Key Experimental Results¶
Main Results (ImageNet-C, Continual TTA)¶
| Method | Labels/Batch | Average Error Rate↓ |
|---|---|---|
| TENT | 0 | 70.9% |
| CoTTA | 0 | 69.8% |
| SAR | 0 | 60.7% |
| SimATTA | 3 | 54.8% |
| HILTTA | 3 | 53.7% |
| EATTA | 1 | 53.8% |
| EATTA | 3 | 51.9% |
| EATTA (BFS=300) | 3 | 50.9% |
Ablation Study¶
| Configuration | Average Error Rate | Description |
|---|---|---|
| Perturbation sensitivity selection | 53.8% | Full strategy |
| High-entropy selection replacement | ~55% | Conventional selection is inferior to perturbation |
| w/o Gradient debiasing | ~55.5% | Supervised signal is overshadowed |
| w/o Class balancing | ~54.5% | Repeatedly labeling the same class wastes budget |
| Labeling 1 sample every 5 batches | ~55% | Effective even under extremely low budget |
Key Findings¶
- EATTA with only 1 label per batch (53.8%) closely approaches the performance of HILTTA with 3 labels per batch (53.7%), improving annotation efficiency threefold.
- Gradient norm-based debiasing is a critical component—performance drops by ~2% without debiasing, as the scarce annotation signal is overwhelmed by the massive pseudo-label gradients.
- Feature perturbation sensitivity selection is more effective than traditional high-entropy selection, validating the hypothesis that "decision-boundary samples hold the highest value".
- Even when only 1 sample is labeled every 5 batches, the performance remains significantly superior to fully unsupervised methods.
Highlights & Insights¶
- The "one is enough" active labeling strategy: This breaks the conventional mindset that ATTA requires substantial annotations, demonstrating that a single carefully selected labeled sample can achieve the effect of three randomly selected ones.
- Elegant design of perturbation sensitivity: It requires only one forward pass plus an additional noise-perturbed forward pass to evaluate sample utility, yielding extremely low computational overhead.

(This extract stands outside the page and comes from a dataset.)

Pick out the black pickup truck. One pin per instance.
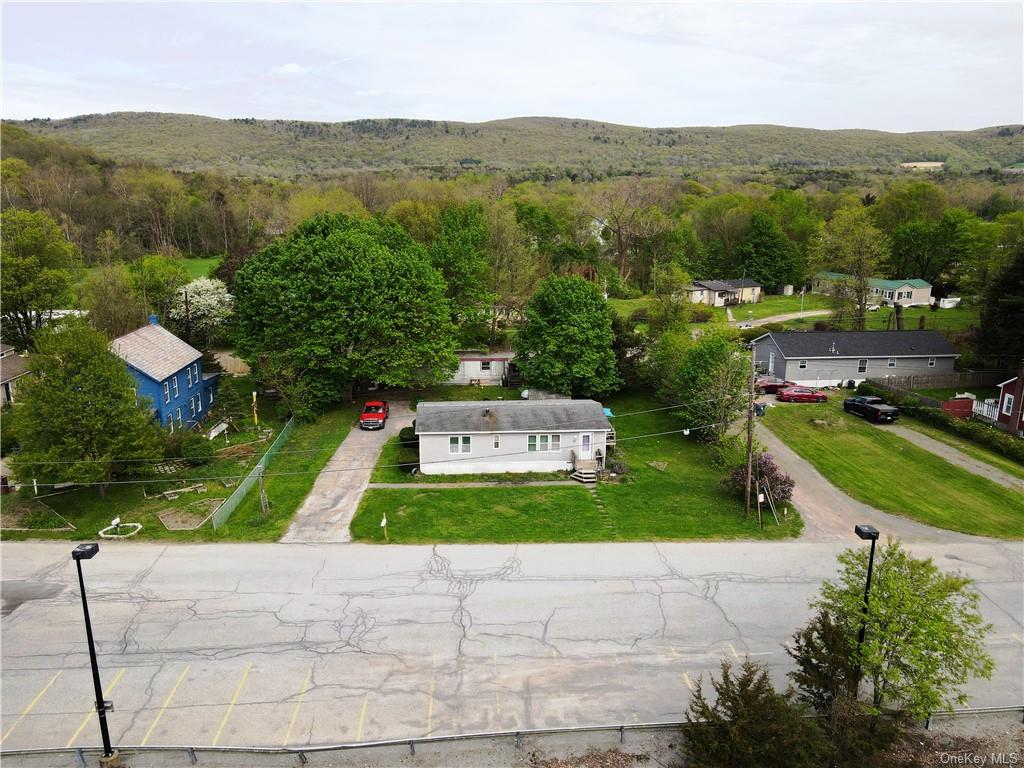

- Generality of gradient normalization: This multi-loss balancing technique is not limited to TTA but is applicable to any training scenario combining supervised and unsupervised learning.
Limitations & Future Work¶
- The perturbation noise magnitude \(\epsilon\) is a hyperparameter; different degrees of distribution shift may require different values of \(\epsilon\).
- The choice of \(K\) in the class-balancing mechanism impacts performance; an excessively large \(K\) restricts the selection space.
- Validation is limited to classification tasks; downstream tasks such as object detection or segmentation have not been explored.
- The method assumes that annotations can be acquired in real time during inference, which may suffer from delays in actual deployments.
Related Work & Insights¶
- vs SimATTA/HILTTA: EATTA achieves comparable or superior performance with only 1/3 of the annotation cost, core to which is its more precise sample selection strategy.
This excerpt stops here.